Há, de fato, a tentativa de tomar a realidade como princípio orientador. A começar pela legenda de abertura que define o período exato em que a ação do filme ocorre – o do chamado programa de pacificação – e, de modo ainda mais explícito, o prólogo que se passa no dia da cerimônia de encerramento da Olimpíada do Rio, em agosto de 2016. Essa busca de realismo é acentuada pelo fato de a história ser inspirada em experiências reais e a encenação feita em locações na comunidade Morro dos Prazeres.

Paradoxal, porém, é o fato de algumas de suas virtudes introduzirem no filme um componente glamourizado, típico do grande espetáculo – narrativa bem conduzida e articulada; alta qualidade do elenco principal, inclusive Débora Nascimento no papel de Andrea, mãe de Tati (Cassia Gil); excepcional direção de fotografia. O contraste entre a encenação ficcional e a única breve cena que ao menos parece ser documental, ou então é filmada como se fosse, acentua o paradoxo entre os dois estilos contrastantes – passados três quartos do filme, durante menos de um minuto vemos policiais em confronto armado nos arredores do Morro dos Prazeres, e o espectador se vê diante do abismo que separa a realidade da ilusão do cinema.

Após cumprir 14 anos de prisão, Jaca (Bukassa Kabengele) é solto e volta para a comunidade, onde é pressionado pelos moradores a reassumir sua antiga liderança. Ele se nega, porém, a retomar a posição que tinha até ser preso e é chamado de covarde – essa é a principal vertente narrativa de Pacificado. Quando se ouve o início do tiroteio entre a polícia e os traficantes, até Dona Preta (Léa Garcia), avó de Jaca, pergunta: “Cadê a tua coragem?” Em resposta, ele diz: “Nunca tive coragem, mas nunca tive medo, vó…Porra!… Eu só quero viver.” E para conseguir ficar vivo recusa ser o herói que todos desejam.

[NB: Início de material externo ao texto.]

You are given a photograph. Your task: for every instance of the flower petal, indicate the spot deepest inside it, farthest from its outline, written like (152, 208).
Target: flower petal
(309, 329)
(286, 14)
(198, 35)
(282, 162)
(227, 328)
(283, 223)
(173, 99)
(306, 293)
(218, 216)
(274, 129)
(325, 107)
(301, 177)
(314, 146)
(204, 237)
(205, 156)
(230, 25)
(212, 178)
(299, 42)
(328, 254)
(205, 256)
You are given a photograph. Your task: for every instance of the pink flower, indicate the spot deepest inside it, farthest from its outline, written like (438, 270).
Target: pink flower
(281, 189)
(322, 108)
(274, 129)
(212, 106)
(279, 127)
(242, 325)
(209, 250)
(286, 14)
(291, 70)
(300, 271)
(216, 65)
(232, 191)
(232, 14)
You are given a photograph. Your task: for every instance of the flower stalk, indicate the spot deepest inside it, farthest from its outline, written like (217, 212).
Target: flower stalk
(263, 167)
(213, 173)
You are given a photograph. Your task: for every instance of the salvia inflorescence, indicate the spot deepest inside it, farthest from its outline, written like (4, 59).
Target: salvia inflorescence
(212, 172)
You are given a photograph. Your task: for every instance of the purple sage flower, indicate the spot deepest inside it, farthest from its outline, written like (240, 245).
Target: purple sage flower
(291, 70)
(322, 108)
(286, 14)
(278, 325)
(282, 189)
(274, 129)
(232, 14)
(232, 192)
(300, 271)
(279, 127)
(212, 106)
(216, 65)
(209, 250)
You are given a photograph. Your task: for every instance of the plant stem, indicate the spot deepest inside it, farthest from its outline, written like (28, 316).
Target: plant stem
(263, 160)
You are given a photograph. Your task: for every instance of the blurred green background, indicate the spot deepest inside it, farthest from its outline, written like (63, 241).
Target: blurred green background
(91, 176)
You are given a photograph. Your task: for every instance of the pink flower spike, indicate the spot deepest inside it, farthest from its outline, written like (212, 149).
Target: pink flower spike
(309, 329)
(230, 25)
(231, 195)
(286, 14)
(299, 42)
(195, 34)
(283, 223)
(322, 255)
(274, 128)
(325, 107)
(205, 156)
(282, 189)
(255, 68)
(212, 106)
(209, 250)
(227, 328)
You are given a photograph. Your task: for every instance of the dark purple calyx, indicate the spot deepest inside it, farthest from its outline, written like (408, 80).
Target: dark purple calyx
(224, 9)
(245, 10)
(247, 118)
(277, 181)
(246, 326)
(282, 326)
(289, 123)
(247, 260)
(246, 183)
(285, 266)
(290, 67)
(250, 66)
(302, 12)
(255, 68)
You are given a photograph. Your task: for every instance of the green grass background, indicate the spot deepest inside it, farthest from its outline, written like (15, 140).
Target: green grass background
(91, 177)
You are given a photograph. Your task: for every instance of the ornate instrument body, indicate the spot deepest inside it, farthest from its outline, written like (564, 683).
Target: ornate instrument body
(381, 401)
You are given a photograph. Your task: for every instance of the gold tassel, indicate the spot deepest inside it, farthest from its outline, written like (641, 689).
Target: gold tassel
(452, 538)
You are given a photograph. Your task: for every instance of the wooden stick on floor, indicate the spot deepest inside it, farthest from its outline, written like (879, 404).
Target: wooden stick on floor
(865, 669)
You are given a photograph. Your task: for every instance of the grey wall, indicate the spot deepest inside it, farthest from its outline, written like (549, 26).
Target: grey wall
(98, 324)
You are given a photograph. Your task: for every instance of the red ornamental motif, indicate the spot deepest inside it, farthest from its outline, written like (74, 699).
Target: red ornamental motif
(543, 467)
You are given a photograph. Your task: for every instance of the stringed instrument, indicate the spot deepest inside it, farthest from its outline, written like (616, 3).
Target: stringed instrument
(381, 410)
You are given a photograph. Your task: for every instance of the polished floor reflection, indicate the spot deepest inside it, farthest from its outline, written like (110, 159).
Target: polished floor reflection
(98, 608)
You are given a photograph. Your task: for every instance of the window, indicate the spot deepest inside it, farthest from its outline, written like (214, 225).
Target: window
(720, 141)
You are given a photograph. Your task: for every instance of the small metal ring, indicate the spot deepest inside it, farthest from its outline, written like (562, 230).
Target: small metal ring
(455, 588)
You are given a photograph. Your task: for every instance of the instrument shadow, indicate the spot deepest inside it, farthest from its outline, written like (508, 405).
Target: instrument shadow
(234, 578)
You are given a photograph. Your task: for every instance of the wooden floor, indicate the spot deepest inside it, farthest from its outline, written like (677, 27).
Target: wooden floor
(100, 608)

Bukassa Kabengele interpreta Jaca no filme – Foto: Divulgação

*

Destaque (IV)

“A avaliação da qualidade de uma narrativa ficcional não depende de ser ou não verdadeira, mas de ser esclarecedora. Da mesma forma que no caso de qualquer outra obra de arte, interpretar é uma questão para o observador, não apenas para quem comenta,… Sabemos que, sejam quais forem os eventos descritos em um romance político como 1984 de George Orwell…, a qualidade da obra depende, em primeiro lugar, da elegância que se percebe na narrativa e, em seguida, da eficácia e poder de persuasão do argumento implícito.” John Kay e Mervyn King, Radical Uncertainty – Decision-Making Beyond the Numbers. Nova York: W.W. Norton&Company, 2020. p. 226.